Abstract

Using the energy bands and wave functions of ferromagnetic cobalt from a self-consistent hybridized tight-binding---orthogonalized-plane-wave ferromagnetic band calculation, we have obtained the core and the band contributions to the hyperfine field at the cobalt nucleus to be, respectively, -380.1 and -42.7 kOe. The core contribution of -380.1 kOe, in the moment-perturbation (MP) approach, is composed of contributions from $1s$, $2s$, and $3s$ cores, respectively, of -0.07, -272.4, and -107.7 kOe. These values have been transformed to derive the results that would be expected from a unrestricted-Hartree-Fock (UHF) theory, for the core states and give the individual contributions, in order, from $1s$, $2s$, and $3s$ states as -19.0, -528.1, and +154.6 kOe which add up to about the same total core contribution. The most important effect, causing the individual core contributions to differ substantially in the two methods, is shown to result from exclusion-principle-violating (EPV) diagrams.

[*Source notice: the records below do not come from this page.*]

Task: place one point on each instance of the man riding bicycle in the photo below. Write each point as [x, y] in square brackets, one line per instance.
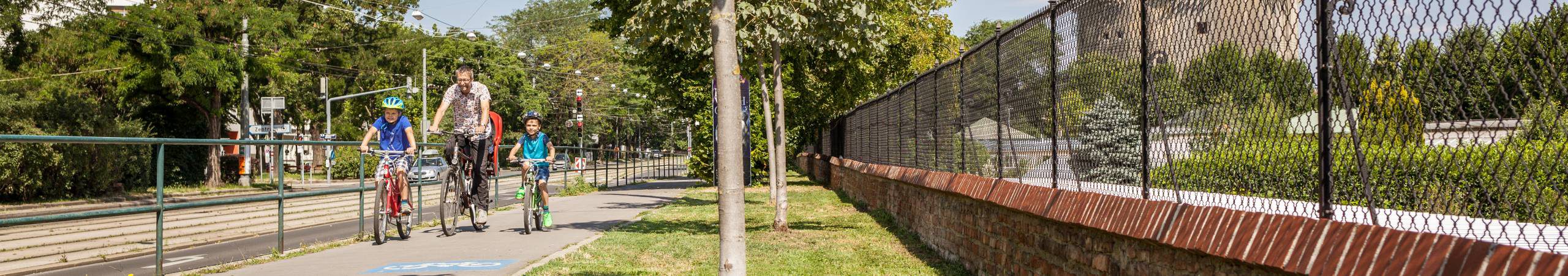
[537, 146]
[394, 134]
[469, 102]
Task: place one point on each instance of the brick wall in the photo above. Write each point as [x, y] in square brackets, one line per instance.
[1004, 228]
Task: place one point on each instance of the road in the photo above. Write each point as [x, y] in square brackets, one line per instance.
[79, 245]
[499, 250]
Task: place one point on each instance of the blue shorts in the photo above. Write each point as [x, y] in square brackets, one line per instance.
[543, 171]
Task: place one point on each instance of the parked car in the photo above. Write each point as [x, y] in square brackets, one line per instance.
[427, 168]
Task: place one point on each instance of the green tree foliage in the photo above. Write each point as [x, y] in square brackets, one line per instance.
[1545, 120]
[1390, 113]
[1112, 143]
[835, 52]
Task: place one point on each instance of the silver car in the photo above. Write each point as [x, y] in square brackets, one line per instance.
[562, 160]
[427, 168]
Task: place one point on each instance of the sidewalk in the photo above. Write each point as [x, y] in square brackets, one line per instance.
[499, 250]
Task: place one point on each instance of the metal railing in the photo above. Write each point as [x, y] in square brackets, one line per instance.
[1329, 109]
[600, 165]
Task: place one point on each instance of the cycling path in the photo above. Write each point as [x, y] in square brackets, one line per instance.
[499, 250]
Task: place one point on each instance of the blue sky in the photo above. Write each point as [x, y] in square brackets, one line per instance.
[475, 13]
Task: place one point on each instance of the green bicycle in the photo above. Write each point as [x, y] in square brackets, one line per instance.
[530, 201]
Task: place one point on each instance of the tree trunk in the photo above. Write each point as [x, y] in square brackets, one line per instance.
[729, 152]
[216, 132]
[782, 212]
[774, 152]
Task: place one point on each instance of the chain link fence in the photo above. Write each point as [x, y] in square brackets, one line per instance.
[1434, 116]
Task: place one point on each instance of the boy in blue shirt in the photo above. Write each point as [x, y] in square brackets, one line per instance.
[394, 134]
[537, 145]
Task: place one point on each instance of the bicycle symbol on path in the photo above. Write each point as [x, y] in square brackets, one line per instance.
[451, 266]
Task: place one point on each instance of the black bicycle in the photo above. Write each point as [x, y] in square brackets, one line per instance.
[455, 198]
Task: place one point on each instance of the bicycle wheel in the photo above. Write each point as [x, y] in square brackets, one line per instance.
[399, 220]
[474, 209]
[380, 220]
[527, 207]
[449, 207]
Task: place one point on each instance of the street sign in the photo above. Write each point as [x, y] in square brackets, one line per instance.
[272, 102]
[272, 129]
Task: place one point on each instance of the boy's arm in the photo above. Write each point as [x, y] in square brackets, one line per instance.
[513, 154]
[413, 145]
[549, 145]
[364, 145]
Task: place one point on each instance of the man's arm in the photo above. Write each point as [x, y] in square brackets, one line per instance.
[441, 112]
[485, 115]
[513, 155]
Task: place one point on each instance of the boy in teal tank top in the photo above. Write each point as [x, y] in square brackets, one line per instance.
[537, 145]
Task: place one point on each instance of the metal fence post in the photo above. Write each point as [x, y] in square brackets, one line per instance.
[996, 80]
[1056, 101]
[159, 255]
[963, 146]
[1325, 160]
[1144, 88]
[361, 193]
[279, 166]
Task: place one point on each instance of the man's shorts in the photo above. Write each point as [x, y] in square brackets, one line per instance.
[397, 163]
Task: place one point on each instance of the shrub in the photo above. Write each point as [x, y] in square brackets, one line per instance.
[1509, 181]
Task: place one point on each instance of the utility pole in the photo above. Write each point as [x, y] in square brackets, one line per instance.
[328, 130]
[245, 102]
[424, 88]
[729, 157]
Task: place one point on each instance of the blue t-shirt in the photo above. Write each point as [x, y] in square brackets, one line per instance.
[393, 137]
[535, 146]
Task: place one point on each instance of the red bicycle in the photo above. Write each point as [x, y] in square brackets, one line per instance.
[388, 193]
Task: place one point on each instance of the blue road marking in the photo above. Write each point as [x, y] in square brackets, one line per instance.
[449, 266]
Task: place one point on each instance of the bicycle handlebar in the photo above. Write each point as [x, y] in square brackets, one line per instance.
[379, 152]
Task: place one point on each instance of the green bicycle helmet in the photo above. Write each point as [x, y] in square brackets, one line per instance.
[393, 102]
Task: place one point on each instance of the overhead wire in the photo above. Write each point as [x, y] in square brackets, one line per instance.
[63, 74]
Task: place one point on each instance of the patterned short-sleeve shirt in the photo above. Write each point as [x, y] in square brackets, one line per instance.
[466, 107]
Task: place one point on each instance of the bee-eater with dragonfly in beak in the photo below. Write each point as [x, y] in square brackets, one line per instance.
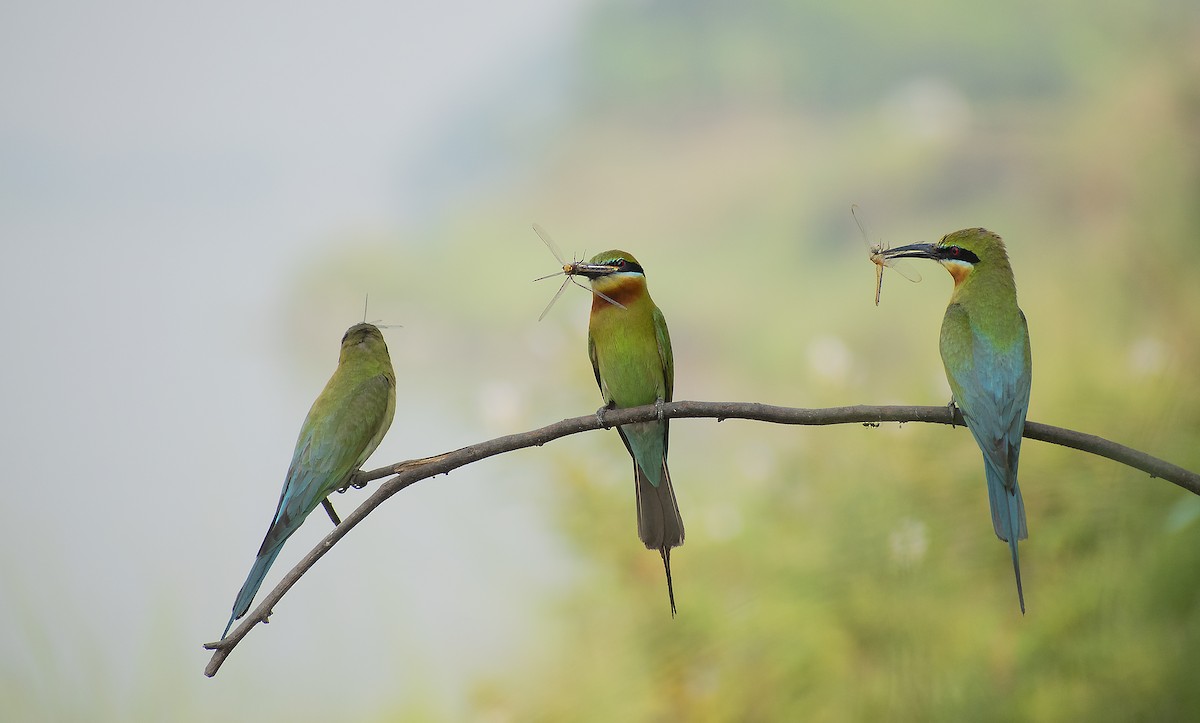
[985, 350]
[630, 352]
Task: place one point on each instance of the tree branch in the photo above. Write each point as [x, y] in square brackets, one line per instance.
[412, 471]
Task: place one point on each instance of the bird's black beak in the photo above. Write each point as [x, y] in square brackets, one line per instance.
[592, 270]
[912, 251]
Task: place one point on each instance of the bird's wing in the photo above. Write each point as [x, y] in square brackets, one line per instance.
[665, 357]
[595, 368]
[335, 440]
[993, 392]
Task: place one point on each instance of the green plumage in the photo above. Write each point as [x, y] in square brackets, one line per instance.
[985, 351]
[630, 352]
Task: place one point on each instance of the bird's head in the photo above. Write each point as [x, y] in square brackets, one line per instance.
[615, 274]
[960, 252]
[363, 339]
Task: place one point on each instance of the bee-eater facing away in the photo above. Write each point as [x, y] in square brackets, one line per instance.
[985, 350]
[343, 426]
[630, 353]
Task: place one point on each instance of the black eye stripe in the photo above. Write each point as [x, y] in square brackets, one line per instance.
[958, 254]
[625, 266]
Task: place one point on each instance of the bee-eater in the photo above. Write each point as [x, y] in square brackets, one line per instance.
[343, 426]
[630, 352]
[985, 350]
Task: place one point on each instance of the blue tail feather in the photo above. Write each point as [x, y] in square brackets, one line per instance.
[1008, 519]
[253, 581]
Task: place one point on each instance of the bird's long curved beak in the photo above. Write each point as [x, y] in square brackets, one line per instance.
[592, 270]
[911, 251]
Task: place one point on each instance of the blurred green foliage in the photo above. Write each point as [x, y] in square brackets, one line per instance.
[852, 573]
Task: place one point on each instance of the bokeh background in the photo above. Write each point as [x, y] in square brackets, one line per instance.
[195, 199]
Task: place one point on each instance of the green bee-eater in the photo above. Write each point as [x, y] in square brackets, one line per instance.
[985, 350]
[343, 426]
[630, 352]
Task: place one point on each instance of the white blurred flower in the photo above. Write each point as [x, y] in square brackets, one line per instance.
[909, 543]
[1146, 356]
[829, 358]
[927, 108]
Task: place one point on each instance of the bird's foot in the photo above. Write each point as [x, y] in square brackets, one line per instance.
[333, 513]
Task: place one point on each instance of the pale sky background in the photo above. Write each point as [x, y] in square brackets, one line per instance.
[165, 171]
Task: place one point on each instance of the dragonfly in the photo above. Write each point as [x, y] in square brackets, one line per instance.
[570, 269]
[876, 255]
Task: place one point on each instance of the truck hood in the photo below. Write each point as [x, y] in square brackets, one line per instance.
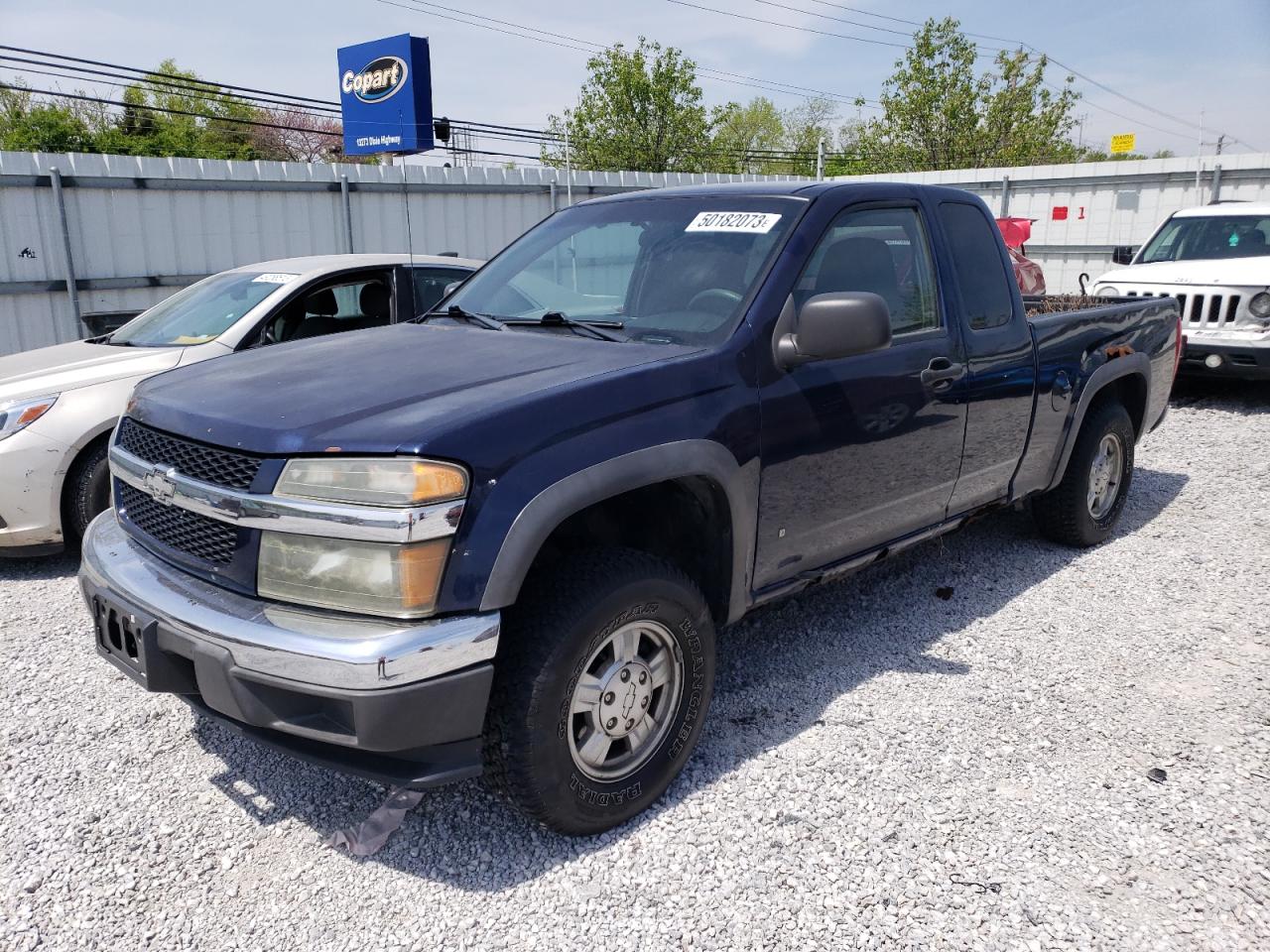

The small difference of the total core contributions from the MP and the UHF approaches arises from EPV diagrams in which the band electrons are involved. The negative band contribution to the hyperfine field is found to arise from the paired $3d$-like and free-like band states, which overwhelm the positive contribution from the unpaired-spin electrons in the majority-spin band. Arguments are proposed to show that the difference between the theoretical value -422.9 kOe for the hyperfine field and the experimental value of -223.0 could arise from the influence of correlation effect on the $3d$-like band electron wave functions, particularly those at the Fermi surface.